Existing FHE implementations (such as [Lattigo](https://github.com/tuneinsight/lattigo) or [OpenFHE](https://github.com/openfheorg/openfhe-development)) use the [residue-number-system](https://en.wikipedia.org/wiki/Residue_number_system) (RNS) to represent large integers. Although the parallelism and carry-less arithmetic provided by the RNS representation provides a very efficient modular arithmetic over large-integers, it suffers from various drawbacks when used in the context of FHE. The main idea behind the bivariate representation is to decouple the cyclotomic arithmetic from the large number arithmetic. Instead of using the RNS representation for large integer, integers are decomposed in base $2^{-K}$ over the Torus $\mathbb{T}_{N}[X]$. 

This provides the following benefits:

- **Intuitive, efficient and reusable parameterization & instances:** Only the bit-size of the modulus is required from the user (i.e. Torus precision). As such, parameterization is natural and generic, and instances can be reused for any circuit consuming the same homomorphic capacity, without loss of efficiency. With the RNS representation, individual NTT friendly primes needs to be specified for each level, making the parameterization not user friendly and circuit-specific.

- **Optimal and granular rescaling:** Ciphertext rescaling is carried out with bit-shifting, enabling a bit-level granular rescaling and optimal noise/homomorphic capacity management. In the RNS representation, ciphertext division can only be done by one of the primes composing the modulus, leading to difficult scaling management and frequent inefficient noise/homomorphic capacity management.

- **Linear number of DFT in the half external product:** The bivariate representation of the coefficients implicitly provides the digit decomposition, as such the number of DFT is linear in the number of limbs, contrary to the RNS representation where it is quadratic due to the RNS basis conversion. This enables a much more efficient key-switching, which is the **most used and expensive** FHE operation. 

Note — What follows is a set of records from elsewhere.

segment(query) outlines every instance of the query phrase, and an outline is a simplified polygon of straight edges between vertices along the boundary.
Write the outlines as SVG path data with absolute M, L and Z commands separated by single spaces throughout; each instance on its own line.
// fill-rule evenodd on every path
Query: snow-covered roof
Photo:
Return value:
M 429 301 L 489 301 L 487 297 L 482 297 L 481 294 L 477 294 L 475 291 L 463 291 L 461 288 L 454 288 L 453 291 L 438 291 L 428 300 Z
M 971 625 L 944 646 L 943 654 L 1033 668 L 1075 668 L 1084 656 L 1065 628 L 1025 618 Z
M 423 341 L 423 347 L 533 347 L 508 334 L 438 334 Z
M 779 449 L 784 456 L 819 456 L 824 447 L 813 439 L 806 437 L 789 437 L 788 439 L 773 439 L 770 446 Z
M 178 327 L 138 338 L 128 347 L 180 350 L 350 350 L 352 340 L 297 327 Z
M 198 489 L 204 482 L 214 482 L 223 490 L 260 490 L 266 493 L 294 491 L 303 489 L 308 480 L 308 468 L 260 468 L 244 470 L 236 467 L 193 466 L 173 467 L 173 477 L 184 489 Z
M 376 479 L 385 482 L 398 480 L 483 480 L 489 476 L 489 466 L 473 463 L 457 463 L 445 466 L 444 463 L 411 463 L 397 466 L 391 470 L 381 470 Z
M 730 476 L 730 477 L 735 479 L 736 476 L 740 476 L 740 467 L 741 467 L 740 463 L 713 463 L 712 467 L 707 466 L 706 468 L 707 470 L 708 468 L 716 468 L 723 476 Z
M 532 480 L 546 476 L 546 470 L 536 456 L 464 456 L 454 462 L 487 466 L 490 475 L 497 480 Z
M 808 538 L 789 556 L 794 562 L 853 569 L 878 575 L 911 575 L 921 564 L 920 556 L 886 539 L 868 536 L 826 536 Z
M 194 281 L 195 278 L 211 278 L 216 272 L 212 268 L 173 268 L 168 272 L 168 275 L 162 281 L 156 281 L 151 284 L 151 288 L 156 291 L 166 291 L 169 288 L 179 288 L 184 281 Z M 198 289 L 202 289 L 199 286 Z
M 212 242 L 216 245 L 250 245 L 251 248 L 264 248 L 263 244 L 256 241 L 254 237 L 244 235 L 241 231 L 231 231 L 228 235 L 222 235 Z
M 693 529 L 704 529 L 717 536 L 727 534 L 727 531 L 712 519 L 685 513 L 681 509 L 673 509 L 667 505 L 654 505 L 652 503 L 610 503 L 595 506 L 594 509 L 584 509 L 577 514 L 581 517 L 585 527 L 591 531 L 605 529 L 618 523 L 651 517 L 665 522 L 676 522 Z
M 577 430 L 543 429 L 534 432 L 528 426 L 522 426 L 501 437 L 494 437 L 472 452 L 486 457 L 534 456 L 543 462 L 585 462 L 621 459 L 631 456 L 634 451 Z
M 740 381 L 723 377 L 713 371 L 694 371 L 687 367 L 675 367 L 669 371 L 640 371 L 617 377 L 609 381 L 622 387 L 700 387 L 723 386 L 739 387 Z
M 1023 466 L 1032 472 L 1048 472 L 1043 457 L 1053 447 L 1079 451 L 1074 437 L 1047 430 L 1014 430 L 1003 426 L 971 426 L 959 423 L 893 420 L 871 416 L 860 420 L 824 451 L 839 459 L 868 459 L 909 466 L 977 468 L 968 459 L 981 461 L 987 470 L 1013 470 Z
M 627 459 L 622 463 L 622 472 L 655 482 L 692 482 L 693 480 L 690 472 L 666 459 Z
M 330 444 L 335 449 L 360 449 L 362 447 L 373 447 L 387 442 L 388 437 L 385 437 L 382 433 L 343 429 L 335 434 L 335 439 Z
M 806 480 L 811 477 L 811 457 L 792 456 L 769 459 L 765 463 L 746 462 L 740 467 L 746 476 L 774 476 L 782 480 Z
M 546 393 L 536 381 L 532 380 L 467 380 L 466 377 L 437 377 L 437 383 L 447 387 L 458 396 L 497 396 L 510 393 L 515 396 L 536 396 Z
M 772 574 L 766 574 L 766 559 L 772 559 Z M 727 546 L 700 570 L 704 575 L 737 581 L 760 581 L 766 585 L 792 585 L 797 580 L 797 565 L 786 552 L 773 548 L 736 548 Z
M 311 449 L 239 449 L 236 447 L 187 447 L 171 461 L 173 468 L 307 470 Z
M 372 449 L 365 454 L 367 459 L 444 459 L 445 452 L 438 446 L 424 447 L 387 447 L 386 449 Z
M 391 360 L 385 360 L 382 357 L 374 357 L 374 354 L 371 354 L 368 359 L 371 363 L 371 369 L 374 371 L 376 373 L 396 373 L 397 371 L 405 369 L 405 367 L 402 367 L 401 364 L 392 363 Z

- **Unified plaintext space:** The bivariate polynomial representation is by essence a high precision discretized representation of the Torus $\mathbb{T}_{N}[X]$. Using the Torus as the common plaintext space for all schemes achieves the vision of [CHIMERA: Combining Ring-LWE-based Fully Homomorphic Encryption Schemes](https://eprint.iacr.org/2018/758) which is to unify all RLWE-based FHE schemes (TFHE, FHEW, BGV, BFV, CLPX, GBFV, CKKS, ...) under a single scheme with different encodings, enabling native and efficient scheme-switching functionalities.

- **Simpler implementation**: Since the cyclotomic arithmetic is decoupled from the coefficient representation, the same pipeline (including DFT) can be reused for all limbs (unlike in the RNS representation), making this representation a prime target for hardware acceleration.

- **Deterministic computation**: Although being defined on the Torus, bivariate arithmetic remains integer polynomial arithmetic, ensuring all computations are deterministic, the contract being that output should be reproducible and identical, regardless of the backend or hardware.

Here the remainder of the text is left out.